It is a common misconception that most of the returns to investors who invest in stocks have come from capital growth. However, since 1926 nearly half of the 10.3% annual stock market return has come from dividends and dividend reinvestment. As an example, over the past 70 years, ending December 31, 2002, dividends contributed almost 40% of the average annual return of stocks on the S&P 500 Composite Index.
There are a number of formal studies that have found dividend stocks provide higher returns. For example, one study of monthly returns by S&P 500 companies over 31 years found that dividend-paying companies significantly outperformed non-dividend-paying firms by 0.37% per month. The sample of companies used in the study was based on returns in 217 months during which the S&P 500 had a positive return and 155 months when it did not.
Although stock prices tend to fluctuate more wildly, dividend returns tend to be more consistent, providing returns more silently but surely over time. As such, it's not a surprise that when the market is bearish, dividend stocks outperform their non-dividend-paying counterparts. The study found that dividend-paying companies provided 0.9% more return than non-dividend-paying companies during down markets.

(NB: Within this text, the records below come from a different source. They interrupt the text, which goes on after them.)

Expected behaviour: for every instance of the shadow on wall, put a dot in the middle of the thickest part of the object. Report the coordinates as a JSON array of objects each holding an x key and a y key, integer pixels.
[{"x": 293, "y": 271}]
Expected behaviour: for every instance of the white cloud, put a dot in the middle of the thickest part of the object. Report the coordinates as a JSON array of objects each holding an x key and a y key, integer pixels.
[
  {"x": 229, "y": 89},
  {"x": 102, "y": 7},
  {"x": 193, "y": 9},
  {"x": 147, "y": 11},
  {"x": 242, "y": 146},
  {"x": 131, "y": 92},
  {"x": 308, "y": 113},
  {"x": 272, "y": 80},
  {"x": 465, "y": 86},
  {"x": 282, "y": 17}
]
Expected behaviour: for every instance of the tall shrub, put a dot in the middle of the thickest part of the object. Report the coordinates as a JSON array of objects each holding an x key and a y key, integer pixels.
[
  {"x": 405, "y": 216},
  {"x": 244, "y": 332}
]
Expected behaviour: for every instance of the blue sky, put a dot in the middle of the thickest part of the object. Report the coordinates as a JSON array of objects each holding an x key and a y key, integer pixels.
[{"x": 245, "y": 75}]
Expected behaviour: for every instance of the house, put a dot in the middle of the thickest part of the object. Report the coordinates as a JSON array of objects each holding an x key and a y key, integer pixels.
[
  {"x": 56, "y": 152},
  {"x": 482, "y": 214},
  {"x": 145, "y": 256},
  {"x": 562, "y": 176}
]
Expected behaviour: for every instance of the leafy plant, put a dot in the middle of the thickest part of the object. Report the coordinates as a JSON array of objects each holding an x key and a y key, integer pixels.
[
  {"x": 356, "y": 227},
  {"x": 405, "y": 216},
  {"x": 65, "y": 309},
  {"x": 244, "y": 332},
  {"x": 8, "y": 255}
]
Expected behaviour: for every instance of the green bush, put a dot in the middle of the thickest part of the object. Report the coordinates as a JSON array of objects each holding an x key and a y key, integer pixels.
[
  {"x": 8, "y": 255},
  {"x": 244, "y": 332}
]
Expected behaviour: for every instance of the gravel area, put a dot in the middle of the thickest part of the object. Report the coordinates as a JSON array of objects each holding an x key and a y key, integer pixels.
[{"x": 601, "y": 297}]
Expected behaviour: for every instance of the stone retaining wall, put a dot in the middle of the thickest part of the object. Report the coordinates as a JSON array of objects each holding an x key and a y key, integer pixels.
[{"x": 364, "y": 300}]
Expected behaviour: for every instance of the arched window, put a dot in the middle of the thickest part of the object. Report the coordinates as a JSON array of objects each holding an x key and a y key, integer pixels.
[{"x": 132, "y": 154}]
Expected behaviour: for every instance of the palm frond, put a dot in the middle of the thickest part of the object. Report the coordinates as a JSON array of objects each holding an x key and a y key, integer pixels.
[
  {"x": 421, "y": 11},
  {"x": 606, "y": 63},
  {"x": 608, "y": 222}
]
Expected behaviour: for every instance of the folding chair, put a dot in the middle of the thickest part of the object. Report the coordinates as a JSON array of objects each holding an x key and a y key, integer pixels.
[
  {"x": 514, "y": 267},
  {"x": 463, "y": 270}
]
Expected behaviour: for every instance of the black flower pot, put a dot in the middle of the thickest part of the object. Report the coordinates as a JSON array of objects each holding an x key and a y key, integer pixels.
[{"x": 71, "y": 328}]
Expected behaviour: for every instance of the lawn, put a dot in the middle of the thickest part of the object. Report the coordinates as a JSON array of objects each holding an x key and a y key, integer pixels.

The interesting thing is, however, that even in up markets, stocks held in dividend companies can still provide better returns than non-dividend-paying stocks. The study found that dividend stocks were returning 0.16% more than non-dividend-paying companies during up markets. Although this obviously depends on the state of the market at the time and the time period examined, it suggests that dividend stocks are in the background performing for their shareholders, while most attention is focused on stocks whose share prices are rising. The simple is that most people are captivated by the possibilities of their stocks doubling or tripling over short periods of time and most people sell and buy much more frequently in times like these.